Identifying and Addressing Staff Shortages

The Policy Forums revealed the need to identify staffing problems correctly in order to design appropriate remedies. Often, education stakeholders attribute school staffing problems to an insufficient supply. Policy Forum participants dissected critical staffing issues with the experts and then examined implications for policies that support sound preparation of qualified teachers, as well as effective recruitment and retention practices. These discussions helped policymakers gain a more expansive understanding of the problems and probable solutions.

Increasingly, research has shown that the issue is much more complex than having an insufficient supply of teachers. Indeed, critical shortages exist in certain fields and levels (e.g., mathematics, science, technology, special education). However, recent data indicate that the retention of highly qualified teachers constitutes a major challenge in all areas, with turn-over and attrition contributing significantly to teacher staffing problems. Ingersoll, for example, found that “school staffing problems are not primarily due to teacher shortages, in the technical sense of an insufficient supply of qualified teachers, rather they are primarily due to excess demand resulting from a ‘revolving door’-where large numbers of qualified teachers depart their jobs for reasons other than retirement.” Many teachers move to more attractive teaching positions; others leave the profession. According to one recent analysis of national data shared with Policy Forum participants, about one third of new teachers leave teaching sometime during their first 3 years of teaching and nearly half leave after 5 years.

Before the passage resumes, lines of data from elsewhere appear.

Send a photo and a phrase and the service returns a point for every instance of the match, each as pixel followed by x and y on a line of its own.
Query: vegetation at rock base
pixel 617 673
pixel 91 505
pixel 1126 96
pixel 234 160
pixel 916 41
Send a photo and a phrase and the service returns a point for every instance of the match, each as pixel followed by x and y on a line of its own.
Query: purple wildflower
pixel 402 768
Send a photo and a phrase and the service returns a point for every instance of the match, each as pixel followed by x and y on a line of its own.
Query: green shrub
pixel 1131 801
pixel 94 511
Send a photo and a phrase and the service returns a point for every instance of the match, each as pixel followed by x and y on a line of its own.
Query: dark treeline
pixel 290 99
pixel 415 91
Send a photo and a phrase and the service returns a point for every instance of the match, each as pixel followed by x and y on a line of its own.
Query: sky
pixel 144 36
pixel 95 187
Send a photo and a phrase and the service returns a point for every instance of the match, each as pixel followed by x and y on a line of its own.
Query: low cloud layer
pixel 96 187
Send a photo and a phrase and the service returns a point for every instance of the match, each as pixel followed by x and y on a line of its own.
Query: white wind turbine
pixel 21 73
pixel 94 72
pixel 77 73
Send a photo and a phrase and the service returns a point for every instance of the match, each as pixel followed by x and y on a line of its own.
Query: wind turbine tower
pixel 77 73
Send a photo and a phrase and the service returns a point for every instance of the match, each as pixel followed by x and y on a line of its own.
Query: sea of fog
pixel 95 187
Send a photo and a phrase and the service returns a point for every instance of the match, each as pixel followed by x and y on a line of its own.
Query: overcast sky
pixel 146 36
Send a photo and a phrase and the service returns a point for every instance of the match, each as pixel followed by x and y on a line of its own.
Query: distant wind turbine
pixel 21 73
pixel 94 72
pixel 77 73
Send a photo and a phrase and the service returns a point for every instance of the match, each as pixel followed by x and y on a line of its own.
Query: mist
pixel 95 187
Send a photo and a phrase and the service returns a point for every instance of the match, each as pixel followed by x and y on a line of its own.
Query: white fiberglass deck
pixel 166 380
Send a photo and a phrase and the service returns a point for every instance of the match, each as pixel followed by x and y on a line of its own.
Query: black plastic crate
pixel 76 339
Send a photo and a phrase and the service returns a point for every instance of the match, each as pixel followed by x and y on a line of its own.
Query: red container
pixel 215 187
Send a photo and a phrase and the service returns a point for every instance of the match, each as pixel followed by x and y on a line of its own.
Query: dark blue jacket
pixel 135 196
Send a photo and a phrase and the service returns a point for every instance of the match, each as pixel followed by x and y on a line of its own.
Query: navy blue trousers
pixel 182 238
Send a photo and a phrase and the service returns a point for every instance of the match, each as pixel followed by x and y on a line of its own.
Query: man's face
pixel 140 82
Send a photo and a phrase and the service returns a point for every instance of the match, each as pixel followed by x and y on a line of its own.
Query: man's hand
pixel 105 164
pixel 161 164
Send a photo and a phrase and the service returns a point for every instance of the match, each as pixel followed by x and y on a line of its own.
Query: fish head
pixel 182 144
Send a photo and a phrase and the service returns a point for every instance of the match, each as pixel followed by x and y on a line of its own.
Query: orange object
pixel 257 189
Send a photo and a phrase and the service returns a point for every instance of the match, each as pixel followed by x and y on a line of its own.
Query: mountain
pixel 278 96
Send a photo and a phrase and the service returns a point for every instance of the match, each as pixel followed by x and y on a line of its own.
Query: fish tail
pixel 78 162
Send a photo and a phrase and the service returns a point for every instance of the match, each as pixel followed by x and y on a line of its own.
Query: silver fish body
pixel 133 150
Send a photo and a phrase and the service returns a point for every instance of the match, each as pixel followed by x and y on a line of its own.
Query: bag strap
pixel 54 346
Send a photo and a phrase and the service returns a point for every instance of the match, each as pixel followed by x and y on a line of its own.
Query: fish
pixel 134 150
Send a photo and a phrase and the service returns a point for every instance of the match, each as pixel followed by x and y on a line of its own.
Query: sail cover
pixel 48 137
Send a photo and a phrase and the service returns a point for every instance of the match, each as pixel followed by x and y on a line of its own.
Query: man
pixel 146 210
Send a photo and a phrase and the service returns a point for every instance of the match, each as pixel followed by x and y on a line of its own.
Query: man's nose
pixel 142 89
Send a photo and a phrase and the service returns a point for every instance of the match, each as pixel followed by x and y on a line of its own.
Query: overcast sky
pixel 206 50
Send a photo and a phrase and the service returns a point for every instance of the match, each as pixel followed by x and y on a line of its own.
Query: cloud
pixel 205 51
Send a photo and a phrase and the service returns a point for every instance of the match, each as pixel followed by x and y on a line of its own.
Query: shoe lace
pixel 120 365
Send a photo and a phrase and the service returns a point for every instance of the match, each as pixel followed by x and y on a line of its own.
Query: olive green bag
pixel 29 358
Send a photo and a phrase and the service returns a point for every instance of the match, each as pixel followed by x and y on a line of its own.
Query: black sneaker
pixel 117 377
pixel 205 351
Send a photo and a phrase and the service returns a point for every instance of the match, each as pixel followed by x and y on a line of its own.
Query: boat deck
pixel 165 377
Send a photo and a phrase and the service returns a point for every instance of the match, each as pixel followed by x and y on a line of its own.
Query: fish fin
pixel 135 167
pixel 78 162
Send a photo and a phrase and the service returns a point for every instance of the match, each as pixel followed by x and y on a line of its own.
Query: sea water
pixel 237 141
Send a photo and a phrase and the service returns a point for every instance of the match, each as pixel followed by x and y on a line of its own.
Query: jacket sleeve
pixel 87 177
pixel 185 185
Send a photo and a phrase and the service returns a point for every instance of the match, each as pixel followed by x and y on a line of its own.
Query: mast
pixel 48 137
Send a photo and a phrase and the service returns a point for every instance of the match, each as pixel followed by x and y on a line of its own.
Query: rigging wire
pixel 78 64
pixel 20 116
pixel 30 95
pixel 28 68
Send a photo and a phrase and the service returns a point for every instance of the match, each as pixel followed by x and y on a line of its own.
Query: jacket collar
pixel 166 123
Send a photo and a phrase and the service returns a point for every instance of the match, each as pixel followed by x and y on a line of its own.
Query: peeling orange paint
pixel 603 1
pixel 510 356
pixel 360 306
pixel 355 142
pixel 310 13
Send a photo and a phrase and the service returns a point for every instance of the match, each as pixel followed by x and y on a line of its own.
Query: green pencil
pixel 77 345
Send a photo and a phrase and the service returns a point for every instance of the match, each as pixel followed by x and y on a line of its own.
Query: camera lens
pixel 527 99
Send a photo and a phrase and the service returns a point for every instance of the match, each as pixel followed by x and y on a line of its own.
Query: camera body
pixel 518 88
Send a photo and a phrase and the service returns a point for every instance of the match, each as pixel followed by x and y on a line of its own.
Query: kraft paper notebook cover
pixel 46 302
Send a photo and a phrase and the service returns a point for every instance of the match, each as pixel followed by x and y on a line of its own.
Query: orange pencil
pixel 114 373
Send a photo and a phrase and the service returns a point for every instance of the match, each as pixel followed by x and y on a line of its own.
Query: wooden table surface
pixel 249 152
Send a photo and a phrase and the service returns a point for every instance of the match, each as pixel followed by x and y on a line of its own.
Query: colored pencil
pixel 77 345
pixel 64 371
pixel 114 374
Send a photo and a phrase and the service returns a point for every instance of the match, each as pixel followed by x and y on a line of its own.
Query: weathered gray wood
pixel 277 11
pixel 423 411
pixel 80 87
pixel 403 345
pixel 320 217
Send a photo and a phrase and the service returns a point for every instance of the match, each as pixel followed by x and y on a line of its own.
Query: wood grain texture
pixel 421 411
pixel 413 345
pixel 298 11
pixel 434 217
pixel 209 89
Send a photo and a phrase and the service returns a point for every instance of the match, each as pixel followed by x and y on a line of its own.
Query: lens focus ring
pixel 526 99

Having an improved understanding of the complexities surrounding teacher shortages helps policymakers advance policies to tackle staffing issues more specifically. Jurisdictions are supporting or exploring many initiatives, including (a) legislatively earmarked recruitment strategies that identify needs and remedies specific to a district’s staffing situation, (b) salary and other compensation incentives to attract and retain qualified teachers, and (c) expanded partnerships beyond the education community tailored to address particular gaps.

Conclusion

Central to the issues covered in the Policy Forums is the challenge of how to assure that the students who face the biggest hurdles within and outside the classroom receive stable, high-quality teaching. Student access to well qualified teachers varies widely, with students in poorer and more racially isolated schools-too often low-performing schools-having inexperienced, uncertified, and out-of-field teachers. Low-income and high-minority schools face the greatest challenges in averting the devastating impact of poorly trained and skilled teachers over several school years. Teachers in high-poverty and high-minority schools report poor working conditions (e.g., poor facilities, books and other materials in short supply, large class sizes, and little administrative support) that contribute significantly to high attrition of good teachers and their aspiring but less experienced colleagues from specific schools, as well as from the profession. These challenges indicate a need to address teacher distribution, teacher support, and teaching resources to improve the learning opportunities for all children.

Sharing this knowledge about teacher quality with policymakers and other education stakeholders makes it more likely that policymakers will use data and best practices as they make decisions in support of strategies that will improve student achievement and ensure school success.